Each option has different benefits, though liquidation is always the least attractive because it squanders the good will in your business. If you don't like the future of the business or if you want to be uninvolved in its future operations, an outside sale is advisable. If you believe in the future of your business and don't mind remaining attached to it, then an inside sale may be advantageous.
As you decide how to leave you should engage the services of intermediary. I recommend engaging a broker, lawyer, and financial planner.
5. Incentivize your key people.
Your current management team should be a value driver (not a value reducer) when it comes to selling your business. Make sure that your management team is willing to stay for a period of time during the ownership transition. Consider instituting a stay bonus for your key managers, especially those who do not have ownership stake. Usually stay bonuses have a deferred payment schedule tied to trigger or benchmark events. Stay incentives for key people will allow you to get more money for your business, from both outside or inside buyers.
6. Protect your asset.
If you're selling your company and holding a note (often done in an inside sale) you should have agreements in place for reclaiming the business should you have to do so. Additionally, your selling contract should limit your personal liability for what happens in the business after you pass control to a new owner.
Most business transfers have some element of deferred payments attached to them. Make sure your agreement protects you with legal remedies should your buyers be unable to meet those deferred payments.
The primary goal in asset protection is to make sure you first get the cash for your business and then protect the cash from those who might want to take it away.
7. Invest the proceeds.
Taking risks in your business is a day-to-day occurrence. Once you have a liquidity event and you're sitting on significant cash, acting financially conservative should become the rule of the day.
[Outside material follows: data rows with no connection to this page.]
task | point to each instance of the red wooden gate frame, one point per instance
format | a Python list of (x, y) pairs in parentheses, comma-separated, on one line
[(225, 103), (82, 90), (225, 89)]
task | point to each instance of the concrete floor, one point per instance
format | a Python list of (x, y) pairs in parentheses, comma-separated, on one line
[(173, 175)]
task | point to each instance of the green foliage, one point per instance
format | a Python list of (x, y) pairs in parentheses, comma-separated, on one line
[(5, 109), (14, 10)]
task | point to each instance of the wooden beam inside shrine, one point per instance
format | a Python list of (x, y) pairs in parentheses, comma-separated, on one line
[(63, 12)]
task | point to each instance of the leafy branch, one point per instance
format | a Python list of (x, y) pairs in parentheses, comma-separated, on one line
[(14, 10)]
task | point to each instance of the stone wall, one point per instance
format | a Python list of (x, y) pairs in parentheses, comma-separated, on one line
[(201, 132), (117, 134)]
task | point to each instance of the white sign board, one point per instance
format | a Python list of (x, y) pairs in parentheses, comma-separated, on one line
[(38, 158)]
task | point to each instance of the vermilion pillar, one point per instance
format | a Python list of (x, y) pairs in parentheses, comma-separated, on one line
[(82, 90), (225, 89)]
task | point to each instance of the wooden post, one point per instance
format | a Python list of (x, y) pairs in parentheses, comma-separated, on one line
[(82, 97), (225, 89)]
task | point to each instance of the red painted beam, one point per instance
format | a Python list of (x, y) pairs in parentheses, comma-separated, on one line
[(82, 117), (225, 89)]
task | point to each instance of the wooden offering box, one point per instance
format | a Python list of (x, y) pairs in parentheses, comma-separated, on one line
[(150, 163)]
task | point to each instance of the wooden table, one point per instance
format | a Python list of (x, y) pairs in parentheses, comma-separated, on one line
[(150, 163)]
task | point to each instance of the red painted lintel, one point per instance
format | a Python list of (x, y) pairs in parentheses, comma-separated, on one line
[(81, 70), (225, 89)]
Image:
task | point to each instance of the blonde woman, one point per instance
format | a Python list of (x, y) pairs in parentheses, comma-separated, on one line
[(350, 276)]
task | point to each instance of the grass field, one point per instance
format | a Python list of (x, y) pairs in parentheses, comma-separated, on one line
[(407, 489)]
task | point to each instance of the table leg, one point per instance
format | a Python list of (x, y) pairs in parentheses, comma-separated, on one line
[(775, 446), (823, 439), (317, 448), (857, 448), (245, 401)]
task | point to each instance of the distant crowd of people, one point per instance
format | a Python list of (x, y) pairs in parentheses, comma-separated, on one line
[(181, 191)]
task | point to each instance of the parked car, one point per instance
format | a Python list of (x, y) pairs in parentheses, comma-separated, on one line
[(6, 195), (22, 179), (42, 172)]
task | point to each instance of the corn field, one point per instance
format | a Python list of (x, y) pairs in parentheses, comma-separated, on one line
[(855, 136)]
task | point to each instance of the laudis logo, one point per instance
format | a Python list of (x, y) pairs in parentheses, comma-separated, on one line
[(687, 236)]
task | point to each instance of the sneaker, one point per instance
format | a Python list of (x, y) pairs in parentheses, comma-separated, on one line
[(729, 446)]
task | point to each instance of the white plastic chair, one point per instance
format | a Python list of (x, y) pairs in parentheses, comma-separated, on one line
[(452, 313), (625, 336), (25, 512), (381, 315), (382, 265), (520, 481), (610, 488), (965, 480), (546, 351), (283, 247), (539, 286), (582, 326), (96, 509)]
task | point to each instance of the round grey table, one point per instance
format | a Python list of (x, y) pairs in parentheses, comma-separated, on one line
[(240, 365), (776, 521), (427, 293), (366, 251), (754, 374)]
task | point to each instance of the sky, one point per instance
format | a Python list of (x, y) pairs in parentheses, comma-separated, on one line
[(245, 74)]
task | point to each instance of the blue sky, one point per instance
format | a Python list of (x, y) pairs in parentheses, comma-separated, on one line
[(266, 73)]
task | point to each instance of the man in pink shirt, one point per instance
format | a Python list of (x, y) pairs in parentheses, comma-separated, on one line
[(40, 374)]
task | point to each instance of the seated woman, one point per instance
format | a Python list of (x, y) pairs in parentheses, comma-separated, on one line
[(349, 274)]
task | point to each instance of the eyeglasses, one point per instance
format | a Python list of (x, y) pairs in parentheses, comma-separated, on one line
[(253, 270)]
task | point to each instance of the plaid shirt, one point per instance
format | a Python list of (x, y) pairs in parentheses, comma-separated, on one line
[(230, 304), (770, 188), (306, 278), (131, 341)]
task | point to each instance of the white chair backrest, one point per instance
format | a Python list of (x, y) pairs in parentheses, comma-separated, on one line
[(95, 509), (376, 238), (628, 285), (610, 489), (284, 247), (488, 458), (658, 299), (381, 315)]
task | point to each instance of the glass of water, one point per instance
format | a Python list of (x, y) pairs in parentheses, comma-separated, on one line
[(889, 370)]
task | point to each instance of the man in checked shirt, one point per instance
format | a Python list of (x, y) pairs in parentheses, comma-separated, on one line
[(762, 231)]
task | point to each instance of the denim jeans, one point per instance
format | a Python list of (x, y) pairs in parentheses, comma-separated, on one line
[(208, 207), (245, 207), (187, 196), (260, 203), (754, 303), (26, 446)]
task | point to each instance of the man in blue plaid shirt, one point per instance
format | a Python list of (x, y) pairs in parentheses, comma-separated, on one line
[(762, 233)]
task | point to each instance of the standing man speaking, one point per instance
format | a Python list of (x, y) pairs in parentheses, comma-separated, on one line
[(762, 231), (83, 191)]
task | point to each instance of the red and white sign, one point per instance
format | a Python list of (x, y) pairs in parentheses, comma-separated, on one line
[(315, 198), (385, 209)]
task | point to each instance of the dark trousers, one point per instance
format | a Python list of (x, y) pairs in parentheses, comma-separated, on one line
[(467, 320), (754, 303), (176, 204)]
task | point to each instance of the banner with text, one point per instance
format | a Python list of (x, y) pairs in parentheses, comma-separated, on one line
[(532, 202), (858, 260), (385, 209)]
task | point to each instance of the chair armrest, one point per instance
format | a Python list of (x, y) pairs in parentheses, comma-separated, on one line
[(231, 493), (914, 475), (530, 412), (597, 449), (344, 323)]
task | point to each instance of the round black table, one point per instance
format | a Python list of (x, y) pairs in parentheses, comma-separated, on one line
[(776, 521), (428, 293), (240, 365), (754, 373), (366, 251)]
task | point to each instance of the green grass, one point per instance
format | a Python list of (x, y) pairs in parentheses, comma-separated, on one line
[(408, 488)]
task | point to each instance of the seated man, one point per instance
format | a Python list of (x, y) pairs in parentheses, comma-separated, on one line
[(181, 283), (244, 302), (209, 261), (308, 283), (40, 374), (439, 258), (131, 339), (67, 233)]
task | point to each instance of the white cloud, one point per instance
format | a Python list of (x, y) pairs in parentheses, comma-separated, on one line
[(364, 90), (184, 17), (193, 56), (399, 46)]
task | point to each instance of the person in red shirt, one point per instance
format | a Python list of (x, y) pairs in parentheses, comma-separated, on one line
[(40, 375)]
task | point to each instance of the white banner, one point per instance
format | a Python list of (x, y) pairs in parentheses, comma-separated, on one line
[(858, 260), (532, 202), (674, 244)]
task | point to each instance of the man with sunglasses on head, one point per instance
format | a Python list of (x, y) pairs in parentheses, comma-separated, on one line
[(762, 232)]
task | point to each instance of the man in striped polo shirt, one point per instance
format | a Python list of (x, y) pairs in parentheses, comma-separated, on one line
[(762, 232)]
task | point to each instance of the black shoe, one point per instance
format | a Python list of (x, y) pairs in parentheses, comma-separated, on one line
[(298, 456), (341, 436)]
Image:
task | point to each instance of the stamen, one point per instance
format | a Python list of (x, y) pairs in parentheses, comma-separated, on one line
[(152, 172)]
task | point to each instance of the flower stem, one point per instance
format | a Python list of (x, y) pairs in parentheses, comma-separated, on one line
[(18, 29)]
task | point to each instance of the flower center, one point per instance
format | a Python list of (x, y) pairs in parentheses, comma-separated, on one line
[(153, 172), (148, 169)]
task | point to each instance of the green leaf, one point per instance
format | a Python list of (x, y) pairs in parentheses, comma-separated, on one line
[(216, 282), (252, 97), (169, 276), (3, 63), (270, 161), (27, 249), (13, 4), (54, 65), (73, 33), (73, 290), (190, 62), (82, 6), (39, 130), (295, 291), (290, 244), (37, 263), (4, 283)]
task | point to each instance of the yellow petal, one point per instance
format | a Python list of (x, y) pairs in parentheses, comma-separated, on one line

When you sell your business, you're converting a cash production system that you control into a pile of cash that you invest in entities out of your control. It takes time to get comfortable with this reality. My advice: use a financial planner who's well versed in risk management. Protecting your capital should be the first goal, maximizing your returns, the second.
Conclusion
Usually business owners spend three to five years preparing a business for its sale. This preparation may take the form of increasing cash flow, upgrading the management team or adopting new strategies. One overlooked aspect of preparation is to ask yourself the question: What will you do with your life once it's no longer tied to the business? Take time to plot how and what you want to do after you leave your business. It's time well spent.